Question

a.) The boiling point of benzene is $353.23K$. When $1.80g$ of a non-volatile non-ionization solute was dissolved in $90g$ of benzene, the boiling point raised to $354.11K$
Calculate the molar mass of the solute. $\left[ K{}_{b}\text{ for benzene = 2}\text{.53K kg mo}{{\text{l}}^{-1}} \right]$
b.) Define:
i.) The molality of a solution
ii.) Isotonic solutions.

Answer 1

Hint: We know that the expression for molar mass of a non-volatile non-ionization solute is :
${{M}_{2}}=\dfrac{{{K}_{b}}\times {{w}_{2}}\times 1000}{\Delta {{T}_{b}}\times {{w}_{1}}}$
- Using this expression we can find the required molar mass of the solute. Also try to understand the standard definitions of molality and the isotonic solutions.

Complete Solution :
a.) Given data is as shown below
The boiling point of benzene is $353.23K$
Boiling point is raised to $354.11K$
Therefore the temperature raised is $\Delta T=0.88K$
Also given $K{}_{b}\text{ for benzene = 2}\text{.53K kg mo}{{\text{l}}^{-1}}$
Weight of the benzene is ${{w}_{1}} = 90g$
Weight of a non-volatile non-ionization solute is ${{w}_{2}}=1.80g$
Substitute all the above given values in the formula
${{M}_{2}}=\dfrac{{{K}_{b}}\times {{w}_{2}}\times 1000}{\Delta {{T}_{b}}\times {{w}_{1}}}$
Where the temperature raised is $\Delta T$
$K{}_{b}\text{ }$ is the ionization constant
Weight of the solvent is ${{w}_{1}}$
Weight of a non-volatile non-ionization solute is ${{w}_{2}}$
Molar mass of a non-volatile non-ionization solute is ${{M}_{2}}$

To find the required molar mass of the non-volatile non-ionization solute
$\Rightarrow {{M}_{2}}=\dfrac{2.53\times 1.80\times 1000}{0.88\times 90}$
$\Rightarrow {{M}_{2}}=57.5gmo{{l}^{-1}}$
Therefore the required molar mass of the solute is ${{M}_{2}}=57.5gmo{{l}^{-1}}$

b.)
i.) Molality:
Molality can be defined as the amount or the number of moles of solute dissolved per one kilogram of the solvent.
This can be mathematically represented as
$\text{Molality = }\dfrac{\text{number of moles of solute}}{\text{volume of solvent }\left( \text{in kg} \right)}$
ii.) Isotonic solutions:
Two solutions are said to be isotonic solutions if they have the same osmotic pressure at a given temperature.

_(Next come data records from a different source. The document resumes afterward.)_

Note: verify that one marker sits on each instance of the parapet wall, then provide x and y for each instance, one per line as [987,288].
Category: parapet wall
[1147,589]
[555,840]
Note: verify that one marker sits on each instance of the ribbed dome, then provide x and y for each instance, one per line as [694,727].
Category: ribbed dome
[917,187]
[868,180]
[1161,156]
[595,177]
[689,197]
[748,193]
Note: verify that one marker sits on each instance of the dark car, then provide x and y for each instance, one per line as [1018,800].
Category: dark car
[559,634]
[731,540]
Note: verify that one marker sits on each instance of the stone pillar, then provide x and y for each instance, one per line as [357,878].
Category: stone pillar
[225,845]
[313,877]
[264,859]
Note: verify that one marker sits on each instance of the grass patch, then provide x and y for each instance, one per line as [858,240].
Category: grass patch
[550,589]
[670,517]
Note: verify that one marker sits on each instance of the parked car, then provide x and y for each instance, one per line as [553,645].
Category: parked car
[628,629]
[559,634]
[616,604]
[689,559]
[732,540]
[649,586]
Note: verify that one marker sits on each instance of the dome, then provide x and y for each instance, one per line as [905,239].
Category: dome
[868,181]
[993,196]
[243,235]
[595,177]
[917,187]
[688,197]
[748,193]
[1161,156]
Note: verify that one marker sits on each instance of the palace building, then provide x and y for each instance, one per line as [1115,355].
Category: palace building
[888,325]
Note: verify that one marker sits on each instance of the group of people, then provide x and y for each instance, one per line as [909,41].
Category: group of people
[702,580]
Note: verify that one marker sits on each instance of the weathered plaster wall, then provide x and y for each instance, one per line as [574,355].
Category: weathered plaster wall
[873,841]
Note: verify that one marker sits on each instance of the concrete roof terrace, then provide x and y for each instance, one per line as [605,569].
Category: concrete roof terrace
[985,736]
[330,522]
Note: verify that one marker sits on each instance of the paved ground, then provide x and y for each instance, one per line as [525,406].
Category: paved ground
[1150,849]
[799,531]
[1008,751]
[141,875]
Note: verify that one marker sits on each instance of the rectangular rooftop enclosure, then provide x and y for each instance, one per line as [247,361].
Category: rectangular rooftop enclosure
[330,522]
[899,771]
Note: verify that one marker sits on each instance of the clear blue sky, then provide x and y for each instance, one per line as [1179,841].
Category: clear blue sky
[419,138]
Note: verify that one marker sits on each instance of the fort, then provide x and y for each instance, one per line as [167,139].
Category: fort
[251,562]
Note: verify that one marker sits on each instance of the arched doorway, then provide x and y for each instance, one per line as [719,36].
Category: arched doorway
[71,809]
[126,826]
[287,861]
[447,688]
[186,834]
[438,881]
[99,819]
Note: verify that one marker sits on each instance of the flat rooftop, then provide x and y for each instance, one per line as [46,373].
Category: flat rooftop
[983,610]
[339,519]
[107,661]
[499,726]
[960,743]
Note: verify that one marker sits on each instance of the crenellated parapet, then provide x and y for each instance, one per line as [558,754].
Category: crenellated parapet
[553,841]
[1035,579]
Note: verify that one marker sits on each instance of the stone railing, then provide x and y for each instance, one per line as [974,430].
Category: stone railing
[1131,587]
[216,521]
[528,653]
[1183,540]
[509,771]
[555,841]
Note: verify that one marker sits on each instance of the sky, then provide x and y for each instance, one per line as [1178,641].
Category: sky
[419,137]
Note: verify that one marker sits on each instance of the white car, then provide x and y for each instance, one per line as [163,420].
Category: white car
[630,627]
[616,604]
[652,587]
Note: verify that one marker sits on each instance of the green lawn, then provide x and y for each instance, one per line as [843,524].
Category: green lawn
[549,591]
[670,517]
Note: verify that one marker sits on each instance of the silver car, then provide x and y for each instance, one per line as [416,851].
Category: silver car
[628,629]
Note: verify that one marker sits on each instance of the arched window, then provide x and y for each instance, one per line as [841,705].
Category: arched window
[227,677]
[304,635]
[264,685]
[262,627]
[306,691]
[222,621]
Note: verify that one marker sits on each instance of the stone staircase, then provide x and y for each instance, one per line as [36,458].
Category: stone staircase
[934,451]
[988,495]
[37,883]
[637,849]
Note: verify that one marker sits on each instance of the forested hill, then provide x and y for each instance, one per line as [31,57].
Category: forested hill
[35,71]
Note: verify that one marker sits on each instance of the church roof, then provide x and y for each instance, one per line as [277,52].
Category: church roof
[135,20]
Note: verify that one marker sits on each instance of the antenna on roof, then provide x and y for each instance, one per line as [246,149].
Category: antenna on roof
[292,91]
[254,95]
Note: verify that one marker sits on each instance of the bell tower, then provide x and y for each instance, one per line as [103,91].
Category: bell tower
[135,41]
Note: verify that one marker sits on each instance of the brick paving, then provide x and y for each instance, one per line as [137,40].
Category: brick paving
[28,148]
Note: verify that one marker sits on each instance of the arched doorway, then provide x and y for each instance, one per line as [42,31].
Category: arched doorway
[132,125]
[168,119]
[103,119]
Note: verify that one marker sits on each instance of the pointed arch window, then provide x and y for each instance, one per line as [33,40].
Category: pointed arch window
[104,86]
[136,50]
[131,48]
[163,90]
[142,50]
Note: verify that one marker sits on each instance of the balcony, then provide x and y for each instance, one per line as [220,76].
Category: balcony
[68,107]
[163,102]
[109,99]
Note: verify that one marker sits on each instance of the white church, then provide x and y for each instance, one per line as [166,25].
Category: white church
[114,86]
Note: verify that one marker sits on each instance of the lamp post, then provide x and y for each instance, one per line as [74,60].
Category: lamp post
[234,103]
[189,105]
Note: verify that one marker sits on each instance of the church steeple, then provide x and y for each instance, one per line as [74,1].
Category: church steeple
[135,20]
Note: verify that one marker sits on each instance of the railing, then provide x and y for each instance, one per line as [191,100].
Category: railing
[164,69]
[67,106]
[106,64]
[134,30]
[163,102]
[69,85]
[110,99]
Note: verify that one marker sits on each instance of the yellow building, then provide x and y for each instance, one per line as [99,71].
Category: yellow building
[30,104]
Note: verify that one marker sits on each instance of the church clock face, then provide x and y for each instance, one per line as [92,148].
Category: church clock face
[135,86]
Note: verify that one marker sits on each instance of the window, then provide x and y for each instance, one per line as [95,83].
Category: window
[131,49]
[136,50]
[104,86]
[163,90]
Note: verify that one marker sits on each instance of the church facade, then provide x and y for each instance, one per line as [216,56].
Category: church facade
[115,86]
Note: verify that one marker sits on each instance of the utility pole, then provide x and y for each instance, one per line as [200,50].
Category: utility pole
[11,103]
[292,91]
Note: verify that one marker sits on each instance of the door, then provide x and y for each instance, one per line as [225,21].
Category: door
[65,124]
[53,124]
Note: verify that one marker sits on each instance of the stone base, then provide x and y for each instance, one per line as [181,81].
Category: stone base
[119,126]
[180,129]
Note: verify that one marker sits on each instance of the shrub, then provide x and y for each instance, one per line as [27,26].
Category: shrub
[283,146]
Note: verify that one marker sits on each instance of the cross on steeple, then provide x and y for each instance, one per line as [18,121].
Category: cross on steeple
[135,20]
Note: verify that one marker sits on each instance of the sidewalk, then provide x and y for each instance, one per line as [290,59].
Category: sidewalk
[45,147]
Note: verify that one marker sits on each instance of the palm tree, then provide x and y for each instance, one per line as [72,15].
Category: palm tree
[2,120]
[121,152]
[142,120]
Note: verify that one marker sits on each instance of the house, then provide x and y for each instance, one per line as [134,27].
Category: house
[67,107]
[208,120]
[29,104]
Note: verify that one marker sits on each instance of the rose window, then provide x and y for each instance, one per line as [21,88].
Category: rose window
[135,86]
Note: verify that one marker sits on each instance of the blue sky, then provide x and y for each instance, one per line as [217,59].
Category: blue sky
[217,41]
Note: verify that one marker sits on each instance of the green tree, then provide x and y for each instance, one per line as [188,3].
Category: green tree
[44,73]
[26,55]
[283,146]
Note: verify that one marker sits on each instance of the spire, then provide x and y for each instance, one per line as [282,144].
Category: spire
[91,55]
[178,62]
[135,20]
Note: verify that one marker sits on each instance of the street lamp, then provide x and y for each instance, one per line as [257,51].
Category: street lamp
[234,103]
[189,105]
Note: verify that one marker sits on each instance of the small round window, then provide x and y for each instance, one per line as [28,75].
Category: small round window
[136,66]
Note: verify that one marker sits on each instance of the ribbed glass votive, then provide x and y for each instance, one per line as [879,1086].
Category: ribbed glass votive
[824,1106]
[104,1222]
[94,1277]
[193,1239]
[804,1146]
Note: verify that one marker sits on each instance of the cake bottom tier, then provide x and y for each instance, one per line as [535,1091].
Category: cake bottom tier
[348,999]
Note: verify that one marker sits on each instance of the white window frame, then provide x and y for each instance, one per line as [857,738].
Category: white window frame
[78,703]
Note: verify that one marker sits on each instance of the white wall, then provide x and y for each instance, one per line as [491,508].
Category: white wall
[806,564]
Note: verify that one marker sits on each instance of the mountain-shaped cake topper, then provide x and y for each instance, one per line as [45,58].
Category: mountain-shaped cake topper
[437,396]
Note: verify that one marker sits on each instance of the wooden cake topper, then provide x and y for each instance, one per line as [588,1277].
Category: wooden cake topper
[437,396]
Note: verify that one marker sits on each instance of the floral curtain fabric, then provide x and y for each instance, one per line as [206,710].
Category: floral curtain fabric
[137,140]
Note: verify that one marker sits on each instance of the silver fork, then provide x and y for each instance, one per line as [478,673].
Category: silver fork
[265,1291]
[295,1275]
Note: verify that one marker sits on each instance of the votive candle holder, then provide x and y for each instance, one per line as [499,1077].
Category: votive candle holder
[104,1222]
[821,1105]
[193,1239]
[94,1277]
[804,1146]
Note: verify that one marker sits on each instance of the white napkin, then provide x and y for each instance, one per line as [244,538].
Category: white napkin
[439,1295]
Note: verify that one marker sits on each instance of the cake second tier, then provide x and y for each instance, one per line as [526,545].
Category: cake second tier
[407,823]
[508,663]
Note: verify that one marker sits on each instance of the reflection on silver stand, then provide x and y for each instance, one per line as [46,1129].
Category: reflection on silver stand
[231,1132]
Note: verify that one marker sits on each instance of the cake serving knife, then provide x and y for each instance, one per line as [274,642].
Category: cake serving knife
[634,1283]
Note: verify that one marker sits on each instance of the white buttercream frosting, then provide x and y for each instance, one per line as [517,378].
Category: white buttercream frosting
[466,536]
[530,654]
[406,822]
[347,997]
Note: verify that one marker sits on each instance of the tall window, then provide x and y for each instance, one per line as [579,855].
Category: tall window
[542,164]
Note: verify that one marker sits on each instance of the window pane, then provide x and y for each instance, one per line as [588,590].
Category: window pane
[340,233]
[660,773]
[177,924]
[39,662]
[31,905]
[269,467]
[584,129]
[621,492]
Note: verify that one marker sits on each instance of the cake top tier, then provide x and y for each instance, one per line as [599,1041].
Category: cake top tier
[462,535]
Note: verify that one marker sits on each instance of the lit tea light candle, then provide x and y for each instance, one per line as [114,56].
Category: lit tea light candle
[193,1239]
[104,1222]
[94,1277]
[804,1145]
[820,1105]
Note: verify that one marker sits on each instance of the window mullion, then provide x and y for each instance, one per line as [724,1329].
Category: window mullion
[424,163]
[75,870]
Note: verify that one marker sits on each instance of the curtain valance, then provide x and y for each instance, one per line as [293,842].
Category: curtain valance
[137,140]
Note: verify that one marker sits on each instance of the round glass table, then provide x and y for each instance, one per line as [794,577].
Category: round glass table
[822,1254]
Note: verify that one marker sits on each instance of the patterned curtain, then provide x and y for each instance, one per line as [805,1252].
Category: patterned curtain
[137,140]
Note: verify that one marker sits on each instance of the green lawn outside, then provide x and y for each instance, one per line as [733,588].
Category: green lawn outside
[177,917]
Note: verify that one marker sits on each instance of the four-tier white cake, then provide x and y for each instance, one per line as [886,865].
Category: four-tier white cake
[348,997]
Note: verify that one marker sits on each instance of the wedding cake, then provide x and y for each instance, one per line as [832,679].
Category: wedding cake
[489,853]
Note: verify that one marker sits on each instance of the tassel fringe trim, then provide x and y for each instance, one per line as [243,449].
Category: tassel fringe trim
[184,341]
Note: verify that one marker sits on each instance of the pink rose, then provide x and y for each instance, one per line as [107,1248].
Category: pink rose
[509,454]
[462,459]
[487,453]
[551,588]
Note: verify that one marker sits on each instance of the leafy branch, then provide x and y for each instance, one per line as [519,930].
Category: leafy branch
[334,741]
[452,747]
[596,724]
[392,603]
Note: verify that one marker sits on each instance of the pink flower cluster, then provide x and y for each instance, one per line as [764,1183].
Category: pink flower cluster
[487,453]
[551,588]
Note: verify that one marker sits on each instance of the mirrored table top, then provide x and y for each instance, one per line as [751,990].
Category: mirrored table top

Note: When a non-volatile non-ionization solute is mixed in a solvent then the physical properties like boiling point and melting point of the solvent will either be elevated or depressed. We can find the amount of rise of the properties using the above formulas. Concentration of a solution can be expressed in different ways like molarity, molality, normality etc are the terms that show the amount of solute present in the solution.